Metropolitan News-Enterprise

 

Thursday, September 9, 2010

 

Page 1

 

Court of Appeal Revives LAX-Area Hotel Service Charge Ordinance

 

By KENNETH OFGANG, Staff Writer

 

A City of Los Angeles ordinance requiring hotels near Los Angeles International Airport to pass along service charges to employees is not preempted by state law, and is constitutional, the Court of Appeal for this district ruled yesterday.

Div. Three reversed a contrary ruling by Los Angeles Superior Court Judge William Highberger, and reinstated a suit by service workers seeking to enforce the 2006 enactment.

The city adopted the law in response to workers’ complaints that their employers were keeping all or most of the revenue from the service charges, and that customers were not tipping because they assumed that the charges were going to the workers.

The affected Century Corridor hotels—the ordinance applies to all hotels within the area officially known as the Gateway to Los Angeles Property Business Improvement District that have 50 or more rooms—argued that the city was interfering with day-to-day business decisions.
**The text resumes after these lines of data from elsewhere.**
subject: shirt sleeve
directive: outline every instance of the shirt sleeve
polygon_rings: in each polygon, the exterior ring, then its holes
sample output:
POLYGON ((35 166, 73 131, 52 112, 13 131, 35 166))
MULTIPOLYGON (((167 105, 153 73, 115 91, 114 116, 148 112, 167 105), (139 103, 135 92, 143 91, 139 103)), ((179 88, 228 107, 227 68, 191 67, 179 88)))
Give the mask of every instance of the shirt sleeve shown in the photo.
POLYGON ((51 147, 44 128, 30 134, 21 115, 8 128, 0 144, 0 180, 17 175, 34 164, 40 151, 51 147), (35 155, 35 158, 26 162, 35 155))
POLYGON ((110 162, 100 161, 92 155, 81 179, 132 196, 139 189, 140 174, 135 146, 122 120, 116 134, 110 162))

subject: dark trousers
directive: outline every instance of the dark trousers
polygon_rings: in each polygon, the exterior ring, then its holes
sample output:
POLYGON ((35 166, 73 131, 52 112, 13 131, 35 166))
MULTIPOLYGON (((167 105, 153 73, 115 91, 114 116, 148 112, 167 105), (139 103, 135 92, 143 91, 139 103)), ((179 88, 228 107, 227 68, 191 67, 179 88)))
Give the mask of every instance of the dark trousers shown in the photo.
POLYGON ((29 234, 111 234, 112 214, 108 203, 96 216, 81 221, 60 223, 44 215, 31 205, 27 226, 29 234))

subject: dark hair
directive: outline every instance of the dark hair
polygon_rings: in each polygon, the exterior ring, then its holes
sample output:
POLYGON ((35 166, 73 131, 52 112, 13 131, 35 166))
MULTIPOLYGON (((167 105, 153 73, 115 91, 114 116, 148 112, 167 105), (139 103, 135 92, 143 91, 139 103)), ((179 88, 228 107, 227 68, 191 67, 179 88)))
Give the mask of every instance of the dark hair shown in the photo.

They also claimed that the charges were usually passed along to workers, partially in the form of tips, and partially in higher wages. 

Trial Court Ruling

Highberger ruled that the Labor Code sections dealing with gratuities have “served as a bright-line” as to how moneys paid by customers are to be divided between employers and employees. The Service Charge Ordinance, he said, violate those sections by purporting to give employees “an ownership interest in mandatory charges added by the hotel.”

Having resolved the issue on a statutory basis, the judge did not rule on the hotels’ claims that the ordinance deprived them of equal protection, took their property without just compensation, and was unconstitutionally vague.

But Justice Richard Aldrich, writing for the Court of Appeal, said the ordinance was neither preempted nor unconstitutional.

Aldrich agreed with the hotels that the Legislature has completely occupied the field of gratuities, so that a city may not regulate them. But the hotel service charges regulated by the ordinance are not gratuities, so the trial judge was wrong, the justice said.

Labor Code

He cited Labor Code Secs. 350—defining a gratuity has money paid to an employee “over an above the actual amount due the business for services rendered”—and 351, which declares that a gratuity is the property of the employee to whom it is “paid, given, or left for.” A service charge imposed by a hotel on its patron “by definition is not a gratuity,” Aldrich declared.

He elaborated:

The Ordinance does not prevent hotels from charging patrons for services, but it recognizes that the 15 percent to 20 percent service charge misleads the public into assuming that the service charge is being distributed to the worker performing the services.  The Ordinance mandates that the service charge must be paid to the worker.  Thus, the Ordinance does not prohibit what the Labor Code commands or command what it prohibits.”

Addressing the constitutional challenges, Aldrich said the ordinance made rationally based classifications, was clear in its requirements, and did not effect a taking of property.

The city, he said, showed a rational basis for classifying hotels on the basis of size and location.

Rational Basis

By designating the corridor as a business improvement district, the justice explained, the city has “targeted [the area] for economic investment, and the City rationally could conclude this designation benefits Corridor hotels, obligating hotels to pay service workers a decent compensation.” It is similarly rational, he said, for the city to conclude that larger hotels do more business and can better afford to comply.

The hotels’ regulatory takings claim fails, Aldrich went on to say, under the test laid out in Penn Central Transp. Co. v. New York City (1978) 438 U.S. 104, because the government is not taking money for its own use and is not retroactively regulating economic activity or altering “an identified property interest.” A different result would obtain, he suggested, if the city were attempting to regulate charges for services traditionally provided by a hotel, such as laundry and dry cleaning, babysitting, or spa and health-related facilities.

The case is Garcia v. Four Points Sheraton LAX, B210720.